The lack of connections between the retina and the suprachiasmatic nucleus – located in the hypothalamus – during embryonic development prevents food intake and metabolic activity from synchronizing to each other, and also prevents the organism from adapting to food restriction situations, according to a study in mice suffering from congenital malformations in the eyes, which was recently published in Cell Reports.
To convert food into energy within the body certain chemical reactions known as metabolism occur. Our bodies adjust food intake and the oscillations of metabolic activity to the cycles of light and darkness – known as circadian rhythms – synchronizing the molecular clocks that act on all cells, thanks to a pacemaker located in the suprachiasmatic nucleus.
Mice with a mutation in a gene involved in eye development weren’t able to synchronize food intake, metabolic and motor activity, and hormonal secretion.
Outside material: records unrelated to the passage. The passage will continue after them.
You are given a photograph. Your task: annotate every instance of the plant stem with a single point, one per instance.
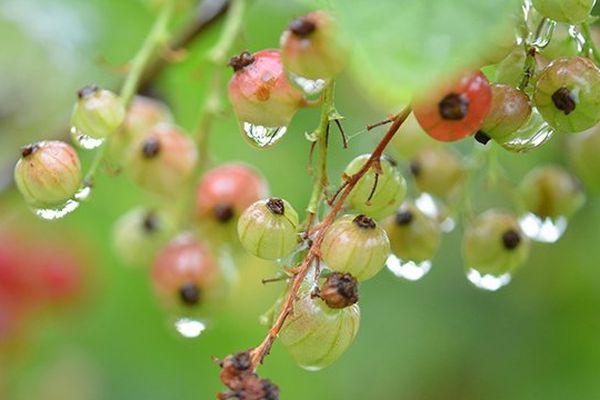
(259, 352)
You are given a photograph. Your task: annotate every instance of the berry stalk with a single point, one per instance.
(259, 352)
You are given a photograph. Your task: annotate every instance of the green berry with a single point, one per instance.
(376, 194)
(413, 235)
(267, 229)
(48, 173)
(551, 192)
(357, 245)
(494, 244)
(567, 11)
(97, 113)
(567, 94)
(317, 335)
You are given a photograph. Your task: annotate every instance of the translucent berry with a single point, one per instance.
(260, 92)
(456, 110)
(138, 234)
(267, 229)
(494, 244)
(97, 113)
(568, 11)
(185, 274)
(357, 245)
(317, 335)
(48, 173)
(226, 191)
(567, 94)
(413, 235)
(312, 48)
(163, 160)
(437, 171)
(551, 192)
(510, 110)
(376, 194)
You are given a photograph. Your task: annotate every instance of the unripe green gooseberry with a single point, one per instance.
(567, 94)
(437, 171)
(139, 234)
(551, 192)
(494, 243)
(48, 173)
(357, 245)
(376, 194)
(413, 235)
(510, 110)
(268, 229)
(97, 113)
(317, 335)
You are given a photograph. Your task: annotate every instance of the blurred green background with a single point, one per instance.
(439, 338)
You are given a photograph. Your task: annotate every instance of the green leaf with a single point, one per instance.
(403, 46)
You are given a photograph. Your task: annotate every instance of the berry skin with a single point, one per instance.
(317, 335)
(390, 188)
(567, 94)
(311, 47)
(510, 110)
(357, 245)
(568, 11)
(48, 173)
(413, 235)
(457, 110)
(494, 244)
(260, 92)
(138, 234)
(185, 274)
(98, 112)
(267, 229)
(226, 191)
(551, 192)
(163, 160)
(437, 171)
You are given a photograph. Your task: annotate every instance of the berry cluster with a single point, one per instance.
(536, 88)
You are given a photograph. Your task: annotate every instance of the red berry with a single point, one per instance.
(455, 110)
(226, 191)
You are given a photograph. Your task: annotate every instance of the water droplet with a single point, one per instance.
(58, 212)
(310, 87)
(409, 270)
(489, 282)
(532, 135)
(84, 141)
(263, 136)
(189, 327)
(545, 230)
However, it may happen that the availability of food doesn’t match the variations of light and darkness, in which case the body must adapt the mechanisms of metabolic activity control to the periods in which nutrients are available, and for this reason scientists thought there was an independent metabolic pacemaker capable of reprogramming the biological clock.
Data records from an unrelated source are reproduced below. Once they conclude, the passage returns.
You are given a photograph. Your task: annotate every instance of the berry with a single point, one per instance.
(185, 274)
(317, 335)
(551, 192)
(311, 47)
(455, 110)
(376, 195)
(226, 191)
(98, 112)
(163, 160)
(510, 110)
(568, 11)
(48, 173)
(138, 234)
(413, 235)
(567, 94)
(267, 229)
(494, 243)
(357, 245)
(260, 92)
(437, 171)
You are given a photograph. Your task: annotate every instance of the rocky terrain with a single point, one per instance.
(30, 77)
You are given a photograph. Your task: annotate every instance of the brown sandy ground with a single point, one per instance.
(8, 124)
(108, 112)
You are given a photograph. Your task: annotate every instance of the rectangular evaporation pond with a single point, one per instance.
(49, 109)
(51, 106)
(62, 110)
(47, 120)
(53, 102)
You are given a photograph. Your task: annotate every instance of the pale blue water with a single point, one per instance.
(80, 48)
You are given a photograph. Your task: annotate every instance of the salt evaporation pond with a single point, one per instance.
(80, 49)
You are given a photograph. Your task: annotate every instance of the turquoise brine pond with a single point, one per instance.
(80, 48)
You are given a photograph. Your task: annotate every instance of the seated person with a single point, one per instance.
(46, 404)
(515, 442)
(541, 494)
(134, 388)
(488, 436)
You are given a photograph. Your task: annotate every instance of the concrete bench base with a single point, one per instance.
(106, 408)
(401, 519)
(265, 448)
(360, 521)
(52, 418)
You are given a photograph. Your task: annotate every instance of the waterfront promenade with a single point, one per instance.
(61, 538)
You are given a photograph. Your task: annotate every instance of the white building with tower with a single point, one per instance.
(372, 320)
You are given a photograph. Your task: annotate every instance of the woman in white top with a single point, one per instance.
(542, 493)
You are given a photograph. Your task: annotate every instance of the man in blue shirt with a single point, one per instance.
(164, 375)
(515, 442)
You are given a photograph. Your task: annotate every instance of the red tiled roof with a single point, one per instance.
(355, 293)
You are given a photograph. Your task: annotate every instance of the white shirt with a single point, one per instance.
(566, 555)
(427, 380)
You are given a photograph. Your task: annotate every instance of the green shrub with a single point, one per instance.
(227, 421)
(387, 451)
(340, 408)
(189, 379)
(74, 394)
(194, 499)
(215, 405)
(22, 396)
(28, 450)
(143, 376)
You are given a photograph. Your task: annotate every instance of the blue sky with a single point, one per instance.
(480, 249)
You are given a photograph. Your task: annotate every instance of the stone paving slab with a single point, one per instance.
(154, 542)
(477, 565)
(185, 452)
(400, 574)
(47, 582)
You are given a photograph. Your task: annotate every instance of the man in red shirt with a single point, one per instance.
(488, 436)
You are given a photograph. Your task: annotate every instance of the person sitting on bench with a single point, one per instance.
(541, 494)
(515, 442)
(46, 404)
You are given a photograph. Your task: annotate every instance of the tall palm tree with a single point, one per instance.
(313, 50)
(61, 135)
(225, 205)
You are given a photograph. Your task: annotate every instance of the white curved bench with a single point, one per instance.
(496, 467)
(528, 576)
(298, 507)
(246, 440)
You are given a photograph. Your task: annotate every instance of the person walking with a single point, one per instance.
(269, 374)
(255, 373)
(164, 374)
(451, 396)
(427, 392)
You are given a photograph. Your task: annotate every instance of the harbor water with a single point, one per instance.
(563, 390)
Alteration of circadian rhythms and metabolic diseases
A study by researchers at the Higher Council for Scientific Research (CSIC) and the CIBER of Diabetes and Associated Metabolic Diseases (CIBERDEM) has shown that the formation of the optic nerve has a decisive influence on this metabolic reprogramming, since for it to occur it’s necessary to establish connections between the retina and the suprachiasmatic nucleus during embryonic development.
The research was conducted on mice that carried a mutation in a gene involved in the development of eyes, and has shown that rodents that didn’t have such connections lacked the ability to synchronize food intake, metabolic and motor activity, and hormonal secretion to each other, and experienced progressive weight loss associated with their inability to adapt to food restriction situations.
Alterations in the regulation of the biological clock due to sleep disorders or to working the night shift increase the risk of diseases such as diabetes and obesity.
Mario Vallejo, a researcher at CIBERDEM, explained that it had already been observed that alterations in the regulation of the biological clock due to sleep disorders or the need to work the night shift, for example, increased the risk of metabolic diseases such as diabetes and obesity, and his work has analyzed how the organism adapts to the alterations the biological clock undergoes as a result of the discrepancies between circadian rhythms and their dependency on food availability.
According to Vallejo, the study findings show that the formation of the optic nerve is necessary for metabolic reprogramming that depends on food availability, although until now it had been considered unrelated to the cycles of light and darkness.